# ipad memory size



## Jo Zebedee (Jun 19, 2012)

So, supposing, just supposing, one could argue an ipad was absolutely essential for work (I'm making not a bad stab at it).

How much memory is 16mb? Am I likely to exceed it sticking a few apps on, maybe the wip and the various other word docs I'm working, on, the odd book? A few powerpoints (well, I do need it for work. Honest )

 Any high usuage eg you tube tends to be streamed and I have broadband, plus I have a laptop which takes most of my hard copy stuff. 

Is the extra memory worth it in this sort of case or is 16 ample enough? Not techy me, at all.... 

Oh, and the 7 year old says she wants Angry birds....


----------



## Venusian Broon (Jun 19, 2012)

If I take what you've written at face value, I'd ask "Has a time warp taken us back to 1990?" 

I assume you are mean RAM memory and it's 16 Gb (not Mb) yes? 

oooh I'd die for 16 Gb of RAM, I've got an XP machine and it only allows you to go to 4Gb. 

Personally I'd always try and buy the maximum: hard drive, processor and RAM that you can possibly afford. One - it'll make all your thing work like a dream and Two - it'll future proof it for the inevitable bloating of software and all the crap your going to install on it over the years...

However, if extra memory is hugely expensive to add, 16Gb would seem mighty plenty to me.


----------



## Jo Zebedee (Jun 19, 2012)

I have no idea (but am assuming you're right ), there's a 16, a 32 and a 64, it's about £100 quid's difference between the 16 and the 32 and I'm assuming I'll never fill a 64. I really am a pretty low user... but I don't know if, for instance, I add some itunes or something how much that takes up... The only difference in them seems to be memory.


----------



## Venusian Broon (Jun 19, 2012)

I'm not an Apple person so I had to go and take a peek at their site. 

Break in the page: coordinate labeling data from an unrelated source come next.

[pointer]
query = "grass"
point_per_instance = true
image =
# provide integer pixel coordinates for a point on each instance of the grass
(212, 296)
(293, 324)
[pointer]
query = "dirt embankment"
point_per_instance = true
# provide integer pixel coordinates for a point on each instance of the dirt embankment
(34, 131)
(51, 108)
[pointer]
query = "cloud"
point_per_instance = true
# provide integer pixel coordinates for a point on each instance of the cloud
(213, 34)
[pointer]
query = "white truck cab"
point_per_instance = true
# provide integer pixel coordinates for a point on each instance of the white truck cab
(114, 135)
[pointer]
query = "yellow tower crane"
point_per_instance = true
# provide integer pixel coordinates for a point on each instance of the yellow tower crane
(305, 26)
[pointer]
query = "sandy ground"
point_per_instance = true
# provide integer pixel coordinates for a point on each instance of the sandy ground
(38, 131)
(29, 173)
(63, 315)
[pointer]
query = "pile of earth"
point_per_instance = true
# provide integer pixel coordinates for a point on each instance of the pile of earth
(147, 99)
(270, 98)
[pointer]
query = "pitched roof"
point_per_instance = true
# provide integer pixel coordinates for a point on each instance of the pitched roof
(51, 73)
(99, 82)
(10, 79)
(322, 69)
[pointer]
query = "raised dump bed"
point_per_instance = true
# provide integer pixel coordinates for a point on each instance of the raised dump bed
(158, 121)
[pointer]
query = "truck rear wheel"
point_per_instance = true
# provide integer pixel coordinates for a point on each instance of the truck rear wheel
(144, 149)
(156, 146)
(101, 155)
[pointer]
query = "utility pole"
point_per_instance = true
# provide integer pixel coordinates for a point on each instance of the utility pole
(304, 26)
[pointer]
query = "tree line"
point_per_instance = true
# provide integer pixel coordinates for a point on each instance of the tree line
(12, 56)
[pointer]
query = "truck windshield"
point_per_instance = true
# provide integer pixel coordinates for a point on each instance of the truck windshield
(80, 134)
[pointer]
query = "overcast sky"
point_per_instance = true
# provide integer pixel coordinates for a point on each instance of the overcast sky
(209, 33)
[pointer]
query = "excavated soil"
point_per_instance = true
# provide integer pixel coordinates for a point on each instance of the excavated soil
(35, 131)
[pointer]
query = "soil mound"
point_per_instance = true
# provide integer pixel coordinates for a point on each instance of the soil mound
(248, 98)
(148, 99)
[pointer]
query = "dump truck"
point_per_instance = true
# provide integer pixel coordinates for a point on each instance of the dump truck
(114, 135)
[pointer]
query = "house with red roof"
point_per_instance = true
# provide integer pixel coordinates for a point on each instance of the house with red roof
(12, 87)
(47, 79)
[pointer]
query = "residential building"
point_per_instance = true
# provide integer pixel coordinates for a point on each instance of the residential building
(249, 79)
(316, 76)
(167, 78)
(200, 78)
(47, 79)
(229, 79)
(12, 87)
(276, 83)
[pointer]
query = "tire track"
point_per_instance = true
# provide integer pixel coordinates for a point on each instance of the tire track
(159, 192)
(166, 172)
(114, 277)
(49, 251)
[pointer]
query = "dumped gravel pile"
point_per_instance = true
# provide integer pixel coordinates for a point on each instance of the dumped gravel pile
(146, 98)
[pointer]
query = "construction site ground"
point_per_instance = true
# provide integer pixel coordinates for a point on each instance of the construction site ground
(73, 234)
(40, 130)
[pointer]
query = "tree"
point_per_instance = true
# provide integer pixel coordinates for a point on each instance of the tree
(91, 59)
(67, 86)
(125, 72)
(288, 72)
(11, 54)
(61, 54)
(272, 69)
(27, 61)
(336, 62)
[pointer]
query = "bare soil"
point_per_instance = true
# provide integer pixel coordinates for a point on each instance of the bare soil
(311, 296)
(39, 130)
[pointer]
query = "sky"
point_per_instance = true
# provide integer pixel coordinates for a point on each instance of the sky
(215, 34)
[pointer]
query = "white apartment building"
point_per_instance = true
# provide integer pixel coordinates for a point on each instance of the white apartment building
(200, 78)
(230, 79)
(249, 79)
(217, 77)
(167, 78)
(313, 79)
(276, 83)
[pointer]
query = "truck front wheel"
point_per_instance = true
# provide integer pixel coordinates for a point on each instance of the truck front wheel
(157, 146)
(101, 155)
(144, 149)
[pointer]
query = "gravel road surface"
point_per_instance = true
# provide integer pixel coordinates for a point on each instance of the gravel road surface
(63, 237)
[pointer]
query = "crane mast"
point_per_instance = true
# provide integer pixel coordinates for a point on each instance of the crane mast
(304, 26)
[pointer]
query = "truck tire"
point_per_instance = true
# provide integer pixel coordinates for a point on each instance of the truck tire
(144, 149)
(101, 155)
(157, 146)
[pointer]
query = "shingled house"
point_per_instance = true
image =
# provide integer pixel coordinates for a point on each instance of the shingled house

The figure that you refer to is storage I see, not RAM, so the 16 Gb refers to whatever the iPad uses for a harddrive. 

Still I'd go for the absolute highest, but if it's just for the things that you've said you're going to use it for, then 16 Gb is probably just about OK. If you were going to use it a bit like a laptop/PC then 16 seems a bit light, but then I suppose you could shuffle stuff off it onto something else.


----------



## Jo Zebedee (Jun 19, 2012)

You are very good, ty.  I'll see if I can talk the business into going up to 32... I will be using it for presentations and the like, so might be glad of the extra....


----------



## Metryq (Jun 19, 2012)

I have a first generation 64 and find it overkill for the various documents and videos I carry around. Since the later models also have cameras and can both shoot and edit video, you may want to consider that. Unless you're going to go completely nuts carrying lots of HD movies around with you for those business flights, the 32 should never leave you wanting. A few people have told me the 16 can seem a little cramped at times.


----------



## Lenny (Jun 20, 2012)

Studies suggest that the average number of apps people download to their phones and iPads in January 2011 was 60 (http://www.macstories.net/news/on-average-each-ios-device-has-downloaded-60-apps/). If the trend shown in the graph continues, then by now it should be around 90. Studies on the app store have found that the average app is around 10mb.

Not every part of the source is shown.